The guard was a role player for Seattle and Milwaukee and put up solid numbers. Mason had a great NBA career. Despite not getting past the first round of the playoffs, he accumulated several big moments. But perhaps his biggest moment came after the NBA when Mason became a painter.
Desmond Mason’s NBA career
Mason was a first-round draft pick (17th overall) in 2000, moving to Seattle to join the Supersonics. In 2001, he won the Slam Dunk Contest — the first Seattle player to ever do it. In 2002, 2003, and 2004, Mason made it to the playoffs. First with the Supersonics, and then twice with the Milwaukee Bucks (after being traded along with Gary Payton).
Through the remainder of his career, Mason didn’t make many headlines. He was eventually traded back to the Supersonics (now located in Oklahoma City) and then signed a brief contract with the Sacramento Kings. Mason retired during the 2009-2010 season. But he’s been building a second career since his 2009 retirement, one that’s getting much more attention
Mason’s art career
Before entering the NBA draft, Mason considered becoming an art teacher while studying the subject in college. The Sport of Philanthropy recently published a piece on Mason, covering his art style along with some notable buyers. Mason began as a realistic artist, striving to capture the exact image of his subjects. But after watching a Jackson Pollock biopic, he moved to abstract expressionism.
[[pull quote: “”I went out and bought a roll of canvas, paint and destroyed my lawn. I painted for three hours and that changed me. I went from realism in black and white to massive-scale abstract painting.”]] – quote courtesy New York Post
Celebrity buyers and art shows
One of Mason’s most notable buyers was George Clooney, who commissioned the Slam Dunk Champion to paint a bottle of tequila. Along with Clooney, Mason also discussed art with Alex Rodriguez, all-time sports great. Mason’s other pieces include hand-painted bottles of tequila and champagne.

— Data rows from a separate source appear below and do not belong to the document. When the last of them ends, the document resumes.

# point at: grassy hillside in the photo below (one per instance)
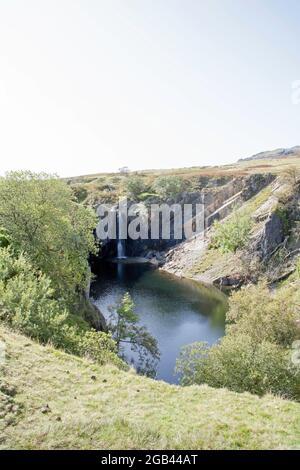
(108, 187)
(49, 399)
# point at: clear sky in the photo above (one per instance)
(91, 85)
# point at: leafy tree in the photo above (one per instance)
(126, 330)
(264, 317)
(168, 186)
(40, 216)
(27, 305)
(255, 353)
(233, 234)
(240, 364)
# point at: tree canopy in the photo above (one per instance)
(40, 216)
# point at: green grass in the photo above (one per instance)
(94, 407)
(107, 187)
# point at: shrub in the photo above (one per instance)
(168, 186)
(265, 317)
(134, 186)
(255, 354)
(240, 364)
(27, 305)
(41, 218)
(233, 234)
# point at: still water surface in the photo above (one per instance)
(175, 311)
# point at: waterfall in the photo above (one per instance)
(121, 248)
(121, 251)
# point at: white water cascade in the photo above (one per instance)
(121, 249)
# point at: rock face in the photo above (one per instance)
(219, 201)
(271, 235)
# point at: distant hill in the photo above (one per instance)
(277, 153)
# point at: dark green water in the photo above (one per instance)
(175, 311)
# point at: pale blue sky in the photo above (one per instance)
(92, 85)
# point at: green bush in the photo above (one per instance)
(27, 305)
(255, 354)
(168, 186)
(41, 218)
(134, 186)
(240, 364)
(264, 316)
(233, 234)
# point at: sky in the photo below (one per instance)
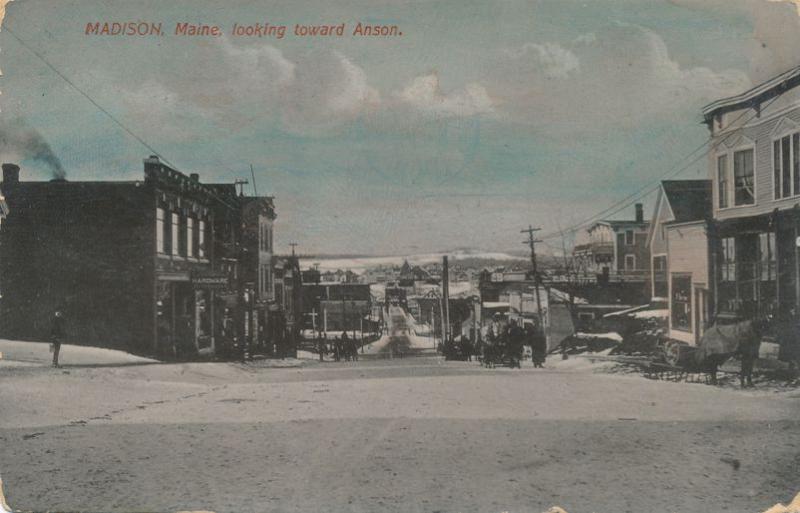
(481, 119)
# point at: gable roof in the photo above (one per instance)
(690, 200)
(755, 96)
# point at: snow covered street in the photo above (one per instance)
(417, 434)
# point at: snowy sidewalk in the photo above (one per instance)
(25, 354)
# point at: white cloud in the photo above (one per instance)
(328, 89)
(775, 42)
(234, 86)
(621, 75)
(554, 60)
(425, 95)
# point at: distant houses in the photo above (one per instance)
(615, 251)
(725, 249)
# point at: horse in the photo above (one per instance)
(721, 341)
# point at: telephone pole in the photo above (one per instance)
(531, 242)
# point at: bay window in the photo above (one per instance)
(722, 181)
(786, 166)
(743, 178)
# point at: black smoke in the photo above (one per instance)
(22, 142)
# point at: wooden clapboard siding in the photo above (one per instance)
(758, 131)
(687, 254)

Mason isn’t simply an NBA veteran and artist, however; he’s also a philanthropist. In both Milwaukee (where he played with the Bucks) and elsewhere through the Desmond Mason Art Show. The art show provides an opportunity for Mason to sell his art to those willing to pay hundreds of thousands of dollars to benefit charity.

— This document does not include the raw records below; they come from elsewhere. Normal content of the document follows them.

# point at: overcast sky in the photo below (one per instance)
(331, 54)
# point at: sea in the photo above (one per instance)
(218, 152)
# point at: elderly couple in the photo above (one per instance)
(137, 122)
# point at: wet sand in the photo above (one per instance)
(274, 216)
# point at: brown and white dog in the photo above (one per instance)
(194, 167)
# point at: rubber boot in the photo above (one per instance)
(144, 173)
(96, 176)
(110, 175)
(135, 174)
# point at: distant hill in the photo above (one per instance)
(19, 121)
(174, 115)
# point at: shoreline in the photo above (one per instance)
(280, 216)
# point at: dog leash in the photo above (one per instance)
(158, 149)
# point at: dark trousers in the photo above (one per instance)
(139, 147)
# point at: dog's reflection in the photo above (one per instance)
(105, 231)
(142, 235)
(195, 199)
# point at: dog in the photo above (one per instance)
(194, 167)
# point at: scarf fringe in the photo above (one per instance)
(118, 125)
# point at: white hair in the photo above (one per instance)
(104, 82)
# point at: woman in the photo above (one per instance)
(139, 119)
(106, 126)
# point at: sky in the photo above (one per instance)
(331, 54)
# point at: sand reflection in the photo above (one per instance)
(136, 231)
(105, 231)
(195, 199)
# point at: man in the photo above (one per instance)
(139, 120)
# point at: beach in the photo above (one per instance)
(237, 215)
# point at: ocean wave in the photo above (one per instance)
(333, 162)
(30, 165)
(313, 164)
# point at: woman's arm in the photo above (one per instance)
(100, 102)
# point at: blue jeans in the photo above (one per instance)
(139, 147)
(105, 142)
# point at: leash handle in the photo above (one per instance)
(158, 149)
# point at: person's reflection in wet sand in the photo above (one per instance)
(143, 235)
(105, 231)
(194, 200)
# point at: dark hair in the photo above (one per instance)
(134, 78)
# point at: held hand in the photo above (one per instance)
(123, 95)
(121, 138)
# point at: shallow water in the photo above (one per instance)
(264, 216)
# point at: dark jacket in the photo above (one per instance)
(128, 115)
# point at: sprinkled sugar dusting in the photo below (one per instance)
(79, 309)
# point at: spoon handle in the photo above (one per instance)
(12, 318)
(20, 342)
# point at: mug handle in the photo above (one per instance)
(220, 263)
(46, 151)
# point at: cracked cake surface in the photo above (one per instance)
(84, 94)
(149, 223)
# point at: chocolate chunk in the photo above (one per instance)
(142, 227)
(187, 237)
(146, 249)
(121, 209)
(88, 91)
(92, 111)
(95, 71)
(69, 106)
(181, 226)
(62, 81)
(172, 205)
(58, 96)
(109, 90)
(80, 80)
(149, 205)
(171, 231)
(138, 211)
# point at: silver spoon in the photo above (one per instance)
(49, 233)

Receiving the 2016 U.N. Athlete for Peace award, Mason also inspired other athletes to exhibit their artistic sides. Lance Kendricks and Vernon Davis, two standout NFL players, also work with Athletes for Art–an organization that highlights the artistic streak in some of the world’s greatest athletes and the good they do.
Blazing a trail for other athletes
Mason had his own share of highlights on the court, including a win and second place finish in the annual Slam Dunk contest. Although he never made it past the first round of the playoffs, he managed to do things off the court that few other NBA players ever could. Mason’s story is one of being true to yourself.
Vernon Davis’s Athletes for Art profile finishes with this quote: “Playmaker. Game-changer. Philanthropist. Leader. San Francisco 49ers tight end Vernon Davis confidently wears the mantle of the Champion Sports Hero on and off the field.” Mason never professionally laced up a pair of football cleats, but the comparisons are striking. The trail he’s left for other athletes to follow is going to make the world a better place.